Closed olynch closed 1 week ago
@olynch I've just committed the work (unfinished) I started to work on renaming. You're right it's complex; it took me some time to develop a better understanding of the design after our discussion, so the work here is somewhat minimal.
As part to learning the design, I started a separate _usetheory
function to build my understanding from the ground-up.
As discussed in private conversation, we want to strip out all of the renaming support here, because we have decided that renaming is tricky to get right. So this should hopefully end up being a pretty simple PR.
The following is a summary of the work done so far on multiple-inheritance. While a @rename macro solution was proposed to close out the branch, I'm requesting help getting the using-as feature of multiple-inheritance over the finish line.
In March, @olynch and I discussed stripping out the renaming in favor of a @rename macro. That is implemented
@rename ThMod0 begin using ThModule: M as Form0 end
but after a ~three-month break, I once again took another stab at using default renaming with some success in defining ThModule through using statements. After some tweaking from catching the repo up with main, the following is a working theory in GATlab and has examples in src/stdlib/models/twosorted.jl
:
@theory ThModule begin
using ThAb: default as M, ⋅ as ⊕
using ThRing: default as Scalar, one as unit
(r ⋅ a) :: M ⊣ [r::Scalar, a::M] # R-actions
(r ⋅ (a ⊕ b)) == ((r ⋅ a) ⊕ (r ⋅ b)) ⊣ [r::Scalar, a::M, b::M] # R-action left-distributes
((r + s) ⋅ a) == ((r ⋅ a) ⊕ (s ⋅ a)) ⊣ [r::Scalar, s::Scalar, a::M] # addition of R-actions
(r * s) ⋅ a == r ⋅ (s ⋅ a) ⊣ [r::Scalar, s::Scalar, a::M] # composition of R-action
unit ⋅ a == a ⊣ [unit::Scalar, a::M] # unit
(a ⋅ r) :: M ⊣ [r::Scalar, a::M] # R-actions
((a ⊕ b) ⋅ r) == ((a ⋅ r) ⊕ (b ⋅ r)) ⊣ [r::Scalar, a::M, b::M] # R-action right-distributes
(a ⋅ (r + s)) == ((a ⋅ r) ⊕ (a ⋅ s)) ⊣ [r::Scalar, s::Scalar, a::M] # addition of R-actions
a ⋅ (r * s) == (a ⋅ r) ⋅ s ⊣ [r::Scalar, s::Scalar, a::M] # composition of R-action
a ⋅ unit == a ⊣ [unit::Scalar, a::M] # unit
end
I'm happy with the progress made to implement multiple-inheritance, but naturally over the course of learning the GATlab architecture, I likely made several suboptimal kludgey design choices, whereas I'd be more satisfied with an elegant solution. However because I'm somewhat invested in the design, and have been working rather too close to it, I want to take this opportunity to step back and allow others to comment on it. Here, I'll explain the procedure for implementing using-as
statements in theories here.
1) Rather than using parse_gat_line!
to handle using
statements, I chose defining several functions used by theory_impl
which intercept using statements in the theory body in order to expand their theories, and if applicable, collect renamings.

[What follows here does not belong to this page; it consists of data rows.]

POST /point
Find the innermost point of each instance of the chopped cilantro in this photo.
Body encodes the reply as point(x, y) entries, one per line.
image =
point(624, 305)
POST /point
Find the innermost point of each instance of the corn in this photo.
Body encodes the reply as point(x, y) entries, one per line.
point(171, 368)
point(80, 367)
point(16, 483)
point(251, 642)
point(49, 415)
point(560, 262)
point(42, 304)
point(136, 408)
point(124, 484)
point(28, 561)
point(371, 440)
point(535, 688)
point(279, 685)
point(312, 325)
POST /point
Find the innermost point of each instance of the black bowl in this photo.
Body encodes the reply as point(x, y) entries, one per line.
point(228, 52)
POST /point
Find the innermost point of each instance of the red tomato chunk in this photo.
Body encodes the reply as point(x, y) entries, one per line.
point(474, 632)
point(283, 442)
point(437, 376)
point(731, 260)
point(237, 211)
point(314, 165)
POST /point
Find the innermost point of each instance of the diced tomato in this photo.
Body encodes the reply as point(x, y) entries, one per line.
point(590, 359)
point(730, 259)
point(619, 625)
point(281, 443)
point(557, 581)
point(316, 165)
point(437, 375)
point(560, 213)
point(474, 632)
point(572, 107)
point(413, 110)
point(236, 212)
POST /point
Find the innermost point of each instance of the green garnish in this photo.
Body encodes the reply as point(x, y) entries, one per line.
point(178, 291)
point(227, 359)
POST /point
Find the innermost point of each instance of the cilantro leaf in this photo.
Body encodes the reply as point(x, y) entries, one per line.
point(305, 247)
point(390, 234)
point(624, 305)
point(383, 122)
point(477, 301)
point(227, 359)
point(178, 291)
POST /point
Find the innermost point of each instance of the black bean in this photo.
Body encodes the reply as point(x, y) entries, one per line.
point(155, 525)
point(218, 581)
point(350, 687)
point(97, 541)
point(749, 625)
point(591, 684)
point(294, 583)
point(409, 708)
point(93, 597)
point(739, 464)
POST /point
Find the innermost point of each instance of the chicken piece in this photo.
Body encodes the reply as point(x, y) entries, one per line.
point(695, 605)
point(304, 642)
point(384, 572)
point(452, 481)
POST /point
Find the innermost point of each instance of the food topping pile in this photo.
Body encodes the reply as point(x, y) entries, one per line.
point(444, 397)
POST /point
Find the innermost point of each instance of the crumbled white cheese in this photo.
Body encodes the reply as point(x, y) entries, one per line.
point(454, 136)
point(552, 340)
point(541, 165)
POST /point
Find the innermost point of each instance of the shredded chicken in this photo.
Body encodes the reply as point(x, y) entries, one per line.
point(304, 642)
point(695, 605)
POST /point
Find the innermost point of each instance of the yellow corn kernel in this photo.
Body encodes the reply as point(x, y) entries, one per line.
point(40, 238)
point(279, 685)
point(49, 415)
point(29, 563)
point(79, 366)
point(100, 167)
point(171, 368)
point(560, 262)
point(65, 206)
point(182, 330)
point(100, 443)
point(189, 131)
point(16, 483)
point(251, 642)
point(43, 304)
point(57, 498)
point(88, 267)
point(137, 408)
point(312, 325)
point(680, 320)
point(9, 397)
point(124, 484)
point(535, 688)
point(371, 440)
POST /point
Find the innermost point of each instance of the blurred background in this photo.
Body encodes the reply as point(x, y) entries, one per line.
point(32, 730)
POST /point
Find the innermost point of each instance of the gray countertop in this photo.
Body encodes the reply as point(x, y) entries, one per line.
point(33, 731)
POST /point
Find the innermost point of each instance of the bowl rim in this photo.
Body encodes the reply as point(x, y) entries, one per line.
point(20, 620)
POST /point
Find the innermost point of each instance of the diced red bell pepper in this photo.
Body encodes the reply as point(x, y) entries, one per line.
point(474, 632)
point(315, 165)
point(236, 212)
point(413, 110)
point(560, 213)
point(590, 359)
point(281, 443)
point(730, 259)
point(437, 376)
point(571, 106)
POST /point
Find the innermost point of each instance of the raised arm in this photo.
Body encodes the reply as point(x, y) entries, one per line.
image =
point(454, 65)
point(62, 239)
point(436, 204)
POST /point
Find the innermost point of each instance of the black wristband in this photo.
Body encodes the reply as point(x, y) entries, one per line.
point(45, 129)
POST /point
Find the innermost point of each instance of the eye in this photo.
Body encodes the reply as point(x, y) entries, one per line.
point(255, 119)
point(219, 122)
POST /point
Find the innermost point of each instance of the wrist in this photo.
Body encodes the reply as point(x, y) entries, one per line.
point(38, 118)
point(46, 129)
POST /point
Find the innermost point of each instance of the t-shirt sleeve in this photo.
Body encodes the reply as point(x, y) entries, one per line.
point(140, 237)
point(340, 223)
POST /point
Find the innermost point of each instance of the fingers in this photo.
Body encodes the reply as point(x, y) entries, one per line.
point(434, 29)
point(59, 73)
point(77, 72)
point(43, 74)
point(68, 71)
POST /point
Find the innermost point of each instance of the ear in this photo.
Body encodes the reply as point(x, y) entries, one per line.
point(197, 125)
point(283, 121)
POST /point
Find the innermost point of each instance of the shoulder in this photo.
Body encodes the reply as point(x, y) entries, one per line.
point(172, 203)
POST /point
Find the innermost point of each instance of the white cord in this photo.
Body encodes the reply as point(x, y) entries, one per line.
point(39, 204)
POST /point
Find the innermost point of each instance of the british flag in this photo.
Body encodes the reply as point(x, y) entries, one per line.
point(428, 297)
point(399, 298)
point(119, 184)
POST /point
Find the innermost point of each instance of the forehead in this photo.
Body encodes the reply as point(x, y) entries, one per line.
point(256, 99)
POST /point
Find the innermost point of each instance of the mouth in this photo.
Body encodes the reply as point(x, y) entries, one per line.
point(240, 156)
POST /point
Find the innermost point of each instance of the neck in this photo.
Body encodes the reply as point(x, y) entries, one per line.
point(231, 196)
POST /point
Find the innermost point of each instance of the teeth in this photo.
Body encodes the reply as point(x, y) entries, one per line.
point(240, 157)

This works in the following order:
1.1) theory_impl
calls expand_theory
on the body.
1.2) expand_theory
loops through the body matching using statements (vanilla or using-as, a.k.a renaming). For every match, the using-theory is expanding and passed to usetheory!
1.3) usetheory!
accepts a "host" theory (the parent), a "guest" theory (the new one), and an optional dictionary of renames.
1.3.1) If there is a rename dictionary, we generate a new dictionary of instructions for the reident
function through makeidentdict
. There are two parts to this function:
1.3.1.1) Reident gives the "host" and "guest" theories a "nametag," a dictionary associating their names with their tags. As the dead code in nametag
suggests, I previously used namelookup and taglookup, but these don't update until later in theory_impl
, so the second using-as statement would still recognize the host as "EMPTY", as it would not yet have a namelookup.
(PROBLEM: I was unsure how to populate the LID, and used a placeholder LID(1)
).
1.3.1.2) A new dictionary is created associating each old ident to a new one.
1.3.2) the reident
uses the result of the makeidentdict
on the guest so it does not introduce conflicting idents.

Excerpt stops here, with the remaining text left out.